I must disagree with Massimo’s attempt to respond to my column below. He accuses me of “fear-mongering” about the mentally ill, which is a bit over the top. I was simply raising an issue that needs to be addressed. All too often political correctness is used as an excuse for us not to deal with a problem that is staring us in the face. I won’t abide by that: We have lost our way when it comes to protecting ourselves from the violent mentally ill in this country, and protecting them from themselves–not just violent schizophrenics, but also some who are depressed and bipolar. But let me deal with the specifics:
–Massimo says that 7% of schizophrenics have a tendency toward violence. He compares that to 10% of young males who are violent. This is like comparing apples to freight trains. Yes, there is testosterone poisoning at large among young males in the society–and much of it is expressed in unacceptable, if time-honored, ways: brawls at sporting events, gang wars, minor crime sprees. As loathsome as each of these are, they exist within a context of comprehensible behavior. The violence perpetrated by the mentally ill is quite different: it is often unpredictable, existing outside of any rational context. Thus we have Andrew Goldstein, a schizophrenic off his meds, pushing Kendra Webdale into the path of an oncoming subway train in New York, which resulted in the passage of Kendra’s Law, a mild step toward redressing the imbalance between the rights of the potentially dangerous mentally ill and the protection of the rest of society.
–And yes, I know, that the vast majority of schizophrenics are not homeless. I have several friends who are dealing, lovingly and courageously, with schizophrenic children with varying degrees of affliction. One of these children is voluntarily institutionalized and his parents live in constant fear that he’ll decide that he wants to get out, or go off his meds (as has happened in the past), and get into real trouble. An argument can be made that the law doesn’t give the parents of the severely mentally unstable enough protective control over their adult children.

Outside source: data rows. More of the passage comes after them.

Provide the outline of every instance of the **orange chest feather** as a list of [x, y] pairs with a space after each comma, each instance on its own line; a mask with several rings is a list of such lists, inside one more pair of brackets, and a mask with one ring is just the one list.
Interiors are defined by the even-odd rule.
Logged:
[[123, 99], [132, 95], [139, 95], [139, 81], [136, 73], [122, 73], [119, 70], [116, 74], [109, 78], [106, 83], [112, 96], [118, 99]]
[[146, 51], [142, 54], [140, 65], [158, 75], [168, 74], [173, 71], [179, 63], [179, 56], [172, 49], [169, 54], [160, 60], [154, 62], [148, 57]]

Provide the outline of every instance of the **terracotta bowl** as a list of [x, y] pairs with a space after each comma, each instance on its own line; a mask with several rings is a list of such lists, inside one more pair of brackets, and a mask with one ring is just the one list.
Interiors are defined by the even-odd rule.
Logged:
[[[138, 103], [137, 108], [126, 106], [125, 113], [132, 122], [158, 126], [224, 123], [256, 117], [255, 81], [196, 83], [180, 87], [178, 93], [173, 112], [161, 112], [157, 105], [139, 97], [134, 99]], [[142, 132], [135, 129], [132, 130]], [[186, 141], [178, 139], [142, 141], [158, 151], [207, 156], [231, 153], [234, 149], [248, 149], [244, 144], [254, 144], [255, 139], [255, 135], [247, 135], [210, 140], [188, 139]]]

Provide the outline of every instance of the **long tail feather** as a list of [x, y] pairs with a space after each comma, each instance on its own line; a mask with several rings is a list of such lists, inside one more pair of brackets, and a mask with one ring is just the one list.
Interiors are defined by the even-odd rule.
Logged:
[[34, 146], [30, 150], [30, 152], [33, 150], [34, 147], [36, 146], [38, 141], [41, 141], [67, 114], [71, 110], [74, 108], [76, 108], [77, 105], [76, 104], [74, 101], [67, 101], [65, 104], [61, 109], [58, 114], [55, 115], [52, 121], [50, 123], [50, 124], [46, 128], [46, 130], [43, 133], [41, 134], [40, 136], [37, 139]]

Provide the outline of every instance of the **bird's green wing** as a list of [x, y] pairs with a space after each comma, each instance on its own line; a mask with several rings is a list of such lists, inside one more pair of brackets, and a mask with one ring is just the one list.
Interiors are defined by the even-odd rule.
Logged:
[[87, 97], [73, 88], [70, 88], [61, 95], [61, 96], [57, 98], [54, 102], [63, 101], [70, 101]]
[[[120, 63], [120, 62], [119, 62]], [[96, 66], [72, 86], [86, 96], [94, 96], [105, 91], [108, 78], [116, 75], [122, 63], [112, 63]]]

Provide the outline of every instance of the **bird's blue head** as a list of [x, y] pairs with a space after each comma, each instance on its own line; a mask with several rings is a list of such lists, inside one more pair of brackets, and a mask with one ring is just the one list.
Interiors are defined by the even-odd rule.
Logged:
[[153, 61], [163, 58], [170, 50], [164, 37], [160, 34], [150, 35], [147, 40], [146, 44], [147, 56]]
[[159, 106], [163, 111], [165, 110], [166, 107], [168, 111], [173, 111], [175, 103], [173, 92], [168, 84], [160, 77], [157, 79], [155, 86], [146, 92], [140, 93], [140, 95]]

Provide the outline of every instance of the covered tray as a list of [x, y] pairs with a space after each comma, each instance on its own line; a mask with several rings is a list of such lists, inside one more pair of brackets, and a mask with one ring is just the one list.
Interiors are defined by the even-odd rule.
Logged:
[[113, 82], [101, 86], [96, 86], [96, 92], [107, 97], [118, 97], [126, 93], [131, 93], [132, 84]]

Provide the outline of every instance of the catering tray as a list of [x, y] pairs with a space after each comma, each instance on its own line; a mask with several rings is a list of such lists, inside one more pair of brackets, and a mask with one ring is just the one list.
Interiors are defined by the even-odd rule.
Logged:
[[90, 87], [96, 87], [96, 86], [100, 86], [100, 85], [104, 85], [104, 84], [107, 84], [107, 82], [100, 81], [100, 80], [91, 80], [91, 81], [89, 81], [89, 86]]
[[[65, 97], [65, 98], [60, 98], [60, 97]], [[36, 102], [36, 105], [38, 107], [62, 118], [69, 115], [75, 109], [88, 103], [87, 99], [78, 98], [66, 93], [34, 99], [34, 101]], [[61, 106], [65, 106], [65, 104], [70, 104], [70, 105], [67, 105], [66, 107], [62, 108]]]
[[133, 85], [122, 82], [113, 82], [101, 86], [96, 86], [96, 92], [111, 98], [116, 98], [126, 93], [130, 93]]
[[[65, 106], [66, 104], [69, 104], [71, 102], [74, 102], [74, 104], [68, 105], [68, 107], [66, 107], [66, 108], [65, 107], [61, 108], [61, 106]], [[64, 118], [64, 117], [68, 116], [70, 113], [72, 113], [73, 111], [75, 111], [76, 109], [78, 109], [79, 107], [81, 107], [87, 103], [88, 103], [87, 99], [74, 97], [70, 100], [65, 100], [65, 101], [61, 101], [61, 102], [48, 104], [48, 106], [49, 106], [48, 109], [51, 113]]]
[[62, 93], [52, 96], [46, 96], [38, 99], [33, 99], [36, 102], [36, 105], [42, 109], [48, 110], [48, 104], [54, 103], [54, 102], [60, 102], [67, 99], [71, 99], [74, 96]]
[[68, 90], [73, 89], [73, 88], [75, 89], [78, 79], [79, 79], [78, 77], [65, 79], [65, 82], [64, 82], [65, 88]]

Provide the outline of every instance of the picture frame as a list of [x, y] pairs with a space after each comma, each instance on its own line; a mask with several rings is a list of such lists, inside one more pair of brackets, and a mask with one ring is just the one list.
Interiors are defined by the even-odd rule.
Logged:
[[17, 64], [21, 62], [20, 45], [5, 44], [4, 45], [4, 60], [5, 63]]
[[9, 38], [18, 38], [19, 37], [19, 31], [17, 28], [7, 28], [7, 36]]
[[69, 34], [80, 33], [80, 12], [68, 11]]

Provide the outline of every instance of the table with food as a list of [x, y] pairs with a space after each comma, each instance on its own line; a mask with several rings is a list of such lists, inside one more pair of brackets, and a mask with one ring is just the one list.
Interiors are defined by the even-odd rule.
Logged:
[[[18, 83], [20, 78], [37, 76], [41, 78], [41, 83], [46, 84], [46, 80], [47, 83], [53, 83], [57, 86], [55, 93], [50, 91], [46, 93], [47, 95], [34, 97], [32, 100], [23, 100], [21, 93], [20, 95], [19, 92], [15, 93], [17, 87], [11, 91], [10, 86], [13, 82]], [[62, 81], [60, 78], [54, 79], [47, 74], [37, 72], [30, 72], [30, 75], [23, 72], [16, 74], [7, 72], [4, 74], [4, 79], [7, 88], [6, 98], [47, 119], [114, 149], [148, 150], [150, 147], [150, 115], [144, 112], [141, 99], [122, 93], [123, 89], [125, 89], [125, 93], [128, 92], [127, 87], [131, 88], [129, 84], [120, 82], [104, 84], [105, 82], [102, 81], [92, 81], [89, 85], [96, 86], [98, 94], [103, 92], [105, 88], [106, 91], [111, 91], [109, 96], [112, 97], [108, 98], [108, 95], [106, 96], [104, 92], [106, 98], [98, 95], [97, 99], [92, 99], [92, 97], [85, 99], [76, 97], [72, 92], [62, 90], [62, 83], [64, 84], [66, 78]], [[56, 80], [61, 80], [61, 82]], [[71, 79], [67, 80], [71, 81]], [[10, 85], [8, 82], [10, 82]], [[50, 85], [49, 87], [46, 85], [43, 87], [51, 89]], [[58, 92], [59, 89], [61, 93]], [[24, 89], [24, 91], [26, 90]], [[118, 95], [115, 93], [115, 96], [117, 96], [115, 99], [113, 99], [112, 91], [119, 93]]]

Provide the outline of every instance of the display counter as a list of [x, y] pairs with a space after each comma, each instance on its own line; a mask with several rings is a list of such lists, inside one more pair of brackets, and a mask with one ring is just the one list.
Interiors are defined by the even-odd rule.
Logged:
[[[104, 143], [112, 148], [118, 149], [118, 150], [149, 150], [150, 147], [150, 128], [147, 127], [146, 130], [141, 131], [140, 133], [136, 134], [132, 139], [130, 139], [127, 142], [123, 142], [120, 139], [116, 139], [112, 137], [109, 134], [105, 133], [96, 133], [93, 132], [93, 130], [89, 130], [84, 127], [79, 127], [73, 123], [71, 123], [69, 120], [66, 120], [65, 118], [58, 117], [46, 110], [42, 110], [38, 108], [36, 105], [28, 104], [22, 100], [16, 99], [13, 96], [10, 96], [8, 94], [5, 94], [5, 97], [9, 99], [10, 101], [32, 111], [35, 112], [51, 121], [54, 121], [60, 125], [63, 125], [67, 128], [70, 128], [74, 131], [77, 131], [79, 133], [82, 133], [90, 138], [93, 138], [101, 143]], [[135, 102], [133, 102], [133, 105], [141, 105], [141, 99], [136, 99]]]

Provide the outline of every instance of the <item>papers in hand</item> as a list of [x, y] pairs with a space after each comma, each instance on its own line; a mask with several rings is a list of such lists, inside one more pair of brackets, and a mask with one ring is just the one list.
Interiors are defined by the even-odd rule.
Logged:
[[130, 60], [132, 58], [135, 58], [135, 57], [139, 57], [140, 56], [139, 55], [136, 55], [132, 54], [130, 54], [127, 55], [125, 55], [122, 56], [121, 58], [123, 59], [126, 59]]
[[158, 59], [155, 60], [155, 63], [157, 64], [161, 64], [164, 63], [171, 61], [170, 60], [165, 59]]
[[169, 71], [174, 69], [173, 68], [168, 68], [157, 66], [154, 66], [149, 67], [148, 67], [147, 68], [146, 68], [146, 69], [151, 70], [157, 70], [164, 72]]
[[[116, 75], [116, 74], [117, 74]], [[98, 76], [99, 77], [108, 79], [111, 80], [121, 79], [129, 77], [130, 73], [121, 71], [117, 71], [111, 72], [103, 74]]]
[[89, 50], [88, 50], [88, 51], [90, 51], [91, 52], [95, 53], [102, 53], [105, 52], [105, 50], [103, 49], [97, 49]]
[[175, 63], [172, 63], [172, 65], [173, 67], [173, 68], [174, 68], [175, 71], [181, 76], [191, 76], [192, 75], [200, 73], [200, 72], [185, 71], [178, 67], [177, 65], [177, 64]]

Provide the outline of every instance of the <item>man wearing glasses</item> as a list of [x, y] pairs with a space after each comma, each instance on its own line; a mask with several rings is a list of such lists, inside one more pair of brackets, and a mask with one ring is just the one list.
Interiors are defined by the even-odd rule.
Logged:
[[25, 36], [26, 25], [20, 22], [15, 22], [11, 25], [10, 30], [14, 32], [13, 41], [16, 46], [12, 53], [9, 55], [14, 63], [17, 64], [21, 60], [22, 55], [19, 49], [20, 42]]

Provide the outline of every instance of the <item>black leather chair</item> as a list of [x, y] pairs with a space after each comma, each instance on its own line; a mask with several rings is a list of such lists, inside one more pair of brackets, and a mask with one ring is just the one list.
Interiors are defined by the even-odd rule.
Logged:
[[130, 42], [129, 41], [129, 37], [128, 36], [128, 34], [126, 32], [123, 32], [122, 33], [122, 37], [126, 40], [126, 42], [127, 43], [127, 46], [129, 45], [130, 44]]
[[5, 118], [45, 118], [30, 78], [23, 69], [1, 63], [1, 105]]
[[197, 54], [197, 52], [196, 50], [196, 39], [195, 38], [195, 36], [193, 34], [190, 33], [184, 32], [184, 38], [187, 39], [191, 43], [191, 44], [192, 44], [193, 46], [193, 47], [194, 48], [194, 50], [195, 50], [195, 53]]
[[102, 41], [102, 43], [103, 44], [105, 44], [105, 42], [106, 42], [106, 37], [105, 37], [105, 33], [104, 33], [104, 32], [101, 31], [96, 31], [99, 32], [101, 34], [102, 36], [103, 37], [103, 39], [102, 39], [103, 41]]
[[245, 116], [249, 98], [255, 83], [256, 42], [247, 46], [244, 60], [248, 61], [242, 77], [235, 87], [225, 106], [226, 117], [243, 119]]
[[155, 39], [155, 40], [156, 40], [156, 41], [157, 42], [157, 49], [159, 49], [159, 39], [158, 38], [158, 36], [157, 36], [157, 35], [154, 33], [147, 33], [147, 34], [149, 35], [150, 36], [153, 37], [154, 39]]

–And as for the homeless: these tend to be the most severely mentally ill, those whose parents won’t or can’t take care of them. I’d imagine that they represent a disproportionate number of the violently mentally ill (especially since so many of them are also drug abusers). Is Massimo suggesting that the their sudden appearance on the streets of our cities in the 1960s was a good thing? For a time, it was politically incorrect to describe the homeless as anything but severely poverty-stricken (as a minority of them are) or as counter-cultural free spirits; by the 1970s, it was clear that this was delusional. By the late 1980′s, in the midst of the crack epidemic, fully 70% of those who found their way to New York City’s homeless shelters were testing positive for cocaine. A significant number of these also were mentally ill. As Daniel Patrick Moynihan bravely–yet again– pointed out at the time: this represented a significant moral failure in our treatment of our mentally ill and a significant threat to society.
–And what does Massimo propose to do about this? Nothing, so far as I can tell. In the column, I suggested nothing more than a rebalancing toward legislation like Kendra’s law. Obviously, this does not mean the forcible commitment of all schizophrenics to mental hospitals. That would be unwise, immoral and impossible. It does, however, mean the following: that if someone starts acting like Jared Lee Loughner did at Pima Community College, we should have the right, as a society, to demand that he be submitted for a mental evaluation. If he is found to be potentially violent, he should be monitored and a course of treatment suggested. If he refuses to abide by this course of treatment, it should be made mandatory. One would hope that we’d finally find a way to overcome the crippling NIMBY objections and local some community treatment facilities in accessible places (to do this, by the way, would cost money–and higher taxes, no doubt–but if we want to consider ourselves a civilized society, we have no choice). In doing this, we should build in as many checks as possible–multiple evaluations, at the very least–to be sure that we’re not acting peremptorily or vindictively.
Will this sort of redress prevent slaughters perpetrated by the violent mentally ill? Of course not. But it will reduce the threat–and it will benefit the vast majority of potentially dangerous people who are untreated now–although there’s no way of knowing just how many slaughters we’ll prevent. But it does seem to me that calling for a rebalance between the rights of the violent mentally ill and the safety of the society is not fear-mongering at all. It’s an attempt to evaluate a difficult problem and find a solution that is more humane than the one we currently have.